The fugitive senator, the former national police chief in the early years of Duterte’s anti-drug campaign, barely escaped arrest before wild scenes erupted on May 13.
Shots were fired during the mayhem that sent senators scurrying into their offices for shelter.
Philippines authorities presented their initial findings into the incident at a public briefing on Tuesday, where interior secretary Juanito Victor Remulla identified Senate Sergeant-at-Arms Mao Aplasca as the person who fired the first shot.
Aplasca’s shot outside the building prompted a government agent to fire a warning shot in return, he said.
“All evidence points that there was no attack on the Senate,” Remulla said, adding that government agents “never set foot” inside the Senate building.
Police chief Jose Nartatez said Aplasca had been called to a police inquiry to have his gun tested but he had not yet complied.
CCTV footage subpoenaed by investigators from the Senate appeared to show him firing a rifle.

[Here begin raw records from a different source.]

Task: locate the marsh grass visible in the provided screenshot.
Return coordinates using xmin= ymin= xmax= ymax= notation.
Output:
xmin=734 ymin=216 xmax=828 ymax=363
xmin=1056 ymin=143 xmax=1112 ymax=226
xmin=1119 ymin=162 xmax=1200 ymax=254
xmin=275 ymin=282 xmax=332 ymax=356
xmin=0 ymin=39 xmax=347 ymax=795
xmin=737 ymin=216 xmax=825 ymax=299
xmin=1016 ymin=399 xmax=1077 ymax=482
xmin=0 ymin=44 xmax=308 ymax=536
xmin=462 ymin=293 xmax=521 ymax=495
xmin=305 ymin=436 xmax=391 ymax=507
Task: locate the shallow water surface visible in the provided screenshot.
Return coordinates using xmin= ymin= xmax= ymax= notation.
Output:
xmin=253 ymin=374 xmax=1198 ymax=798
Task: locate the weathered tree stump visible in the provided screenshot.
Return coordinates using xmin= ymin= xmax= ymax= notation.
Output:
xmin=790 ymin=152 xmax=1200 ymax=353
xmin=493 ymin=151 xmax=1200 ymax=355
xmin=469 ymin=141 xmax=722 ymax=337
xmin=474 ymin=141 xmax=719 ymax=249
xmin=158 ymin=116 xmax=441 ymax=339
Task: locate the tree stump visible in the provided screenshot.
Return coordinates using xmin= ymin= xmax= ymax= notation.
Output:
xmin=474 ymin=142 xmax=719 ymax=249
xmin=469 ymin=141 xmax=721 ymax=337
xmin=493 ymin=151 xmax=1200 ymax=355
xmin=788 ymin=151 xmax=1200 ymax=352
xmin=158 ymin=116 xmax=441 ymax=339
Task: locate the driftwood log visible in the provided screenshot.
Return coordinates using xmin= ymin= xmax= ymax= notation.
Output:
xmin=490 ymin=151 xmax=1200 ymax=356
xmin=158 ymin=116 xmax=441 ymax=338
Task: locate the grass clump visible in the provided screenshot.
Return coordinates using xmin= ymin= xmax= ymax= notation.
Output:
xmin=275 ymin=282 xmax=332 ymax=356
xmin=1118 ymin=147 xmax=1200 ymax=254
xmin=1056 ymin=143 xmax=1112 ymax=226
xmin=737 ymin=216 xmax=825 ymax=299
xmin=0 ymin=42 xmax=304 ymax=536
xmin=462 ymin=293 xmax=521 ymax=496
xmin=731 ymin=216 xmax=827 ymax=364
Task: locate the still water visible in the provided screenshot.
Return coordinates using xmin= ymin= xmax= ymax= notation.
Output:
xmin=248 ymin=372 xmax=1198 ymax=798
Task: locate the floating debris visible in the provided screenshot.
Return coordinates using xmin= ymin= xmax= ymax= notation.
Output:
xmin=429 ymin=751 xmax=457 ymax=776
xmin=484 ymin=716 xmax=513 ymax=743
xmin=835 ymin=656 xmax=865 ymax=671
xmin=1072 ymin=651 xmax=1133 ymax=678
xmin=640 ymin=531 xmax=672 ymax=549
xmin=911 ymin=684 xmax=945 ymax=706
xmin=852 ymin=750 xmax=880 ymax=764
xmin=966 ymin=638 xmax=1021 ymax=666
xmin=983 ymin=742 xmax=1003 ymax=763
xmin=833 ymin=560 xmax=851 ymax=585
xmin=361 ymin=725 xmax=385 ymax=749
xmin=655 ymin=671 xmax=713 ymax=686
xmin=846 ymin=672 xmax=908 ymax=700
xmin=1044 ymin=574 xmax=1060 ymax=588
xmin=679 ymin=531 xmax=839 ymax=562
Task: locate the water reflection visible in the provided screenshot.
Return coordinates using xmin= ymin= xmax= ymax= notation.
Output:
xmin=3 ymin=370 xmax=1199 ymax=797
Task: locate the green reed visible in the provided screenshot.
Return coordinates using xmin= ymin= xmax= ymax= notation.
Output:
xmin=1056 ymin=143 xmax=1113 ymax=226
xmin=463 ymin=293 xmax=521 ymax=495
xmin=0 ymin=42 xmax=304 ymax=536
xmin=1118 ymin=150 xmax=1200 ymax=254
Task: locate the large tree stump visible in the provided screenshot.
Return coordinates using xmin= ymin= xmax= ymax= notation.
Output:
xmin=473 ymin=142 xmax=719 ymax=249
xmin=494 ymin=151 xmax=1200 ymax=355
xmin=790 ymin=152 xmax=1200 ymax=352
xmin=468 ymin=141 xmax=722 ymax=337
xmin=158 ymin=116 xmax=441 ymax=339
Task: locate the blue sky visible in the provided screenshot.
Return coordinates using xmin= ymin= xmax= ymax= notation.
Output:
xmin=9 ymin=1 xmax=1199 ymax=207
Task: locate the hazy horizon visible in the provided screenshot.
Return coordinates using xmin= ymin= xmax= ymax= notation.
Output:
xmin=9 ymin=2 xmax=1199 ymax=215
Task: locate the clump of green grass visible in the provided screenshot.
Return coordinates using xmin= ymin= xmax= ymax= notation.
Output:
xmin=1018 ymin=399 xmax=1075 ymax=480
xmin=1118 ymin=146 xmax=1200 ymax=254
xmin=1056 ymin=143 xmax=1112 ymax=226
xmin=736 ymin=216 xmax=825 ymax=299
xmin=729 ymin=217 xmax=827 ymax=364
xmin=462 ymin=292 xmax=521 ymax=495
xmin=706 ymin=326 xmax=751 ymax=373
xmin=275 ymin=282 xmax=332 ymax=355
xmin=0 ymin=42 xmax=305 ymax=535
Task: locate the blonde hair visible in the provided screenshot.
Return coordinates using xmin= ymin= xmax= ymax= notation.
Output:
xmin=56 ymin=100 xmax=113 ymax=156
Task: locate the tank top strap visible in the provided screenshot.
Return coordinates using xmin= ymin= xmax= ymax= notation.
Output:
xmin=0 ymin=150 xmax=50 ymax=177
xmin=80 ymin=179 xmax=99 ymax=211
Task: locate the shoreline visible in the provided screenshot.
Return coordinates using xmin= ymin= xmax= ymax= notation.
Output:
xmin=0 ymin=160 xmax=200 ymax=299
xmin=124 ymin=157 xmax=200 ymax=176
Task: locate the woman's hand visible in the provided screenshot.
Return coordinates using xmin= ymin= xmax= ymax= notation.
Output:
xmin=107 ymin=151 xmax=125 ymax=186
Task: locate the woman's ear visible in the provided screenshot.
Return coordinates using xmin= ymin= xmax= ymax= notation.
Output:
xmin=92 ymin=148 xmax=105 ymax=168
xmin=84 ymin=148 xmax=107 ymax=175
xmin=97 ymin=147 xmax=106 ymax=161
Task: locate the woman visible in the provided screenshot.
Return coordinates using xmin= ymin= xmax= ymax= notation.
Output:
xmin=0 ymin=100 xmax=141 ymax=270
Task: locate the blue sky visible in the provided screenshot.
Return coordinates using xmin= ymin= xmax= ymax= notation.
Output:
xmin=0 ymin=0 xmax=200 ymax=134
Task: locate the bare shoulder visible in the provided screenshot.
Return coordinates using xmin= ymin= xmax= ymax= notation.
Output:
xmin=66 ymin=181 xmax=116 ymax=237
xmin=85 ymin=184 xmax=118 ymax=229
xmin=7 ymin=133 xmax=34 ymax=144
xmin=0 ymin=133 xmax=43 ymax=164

Aplasca is a former classmate of Dela Rosa and said in an interview with a local television station that he had fired the first warning shot when he saw a group of armed men he thought were trying to enter the Senate.
Senate president Alan Peter Cayetano has also said security guards fired warning shots because it was feared the Senate had come under attack.
Nartatez said Dela Rosa possibly left the Senate last Wednesday in a vehicle registered to his ally, Senator Robin Padilla, to an unknown destination.
Dela Rosa is accused along with Duterte and others of the “crime against humanity of murder” for their roles in the deadly crackdown on illegal drugs.
Duterte was arrested last year and is awaiting trial by the ICC in The Hague.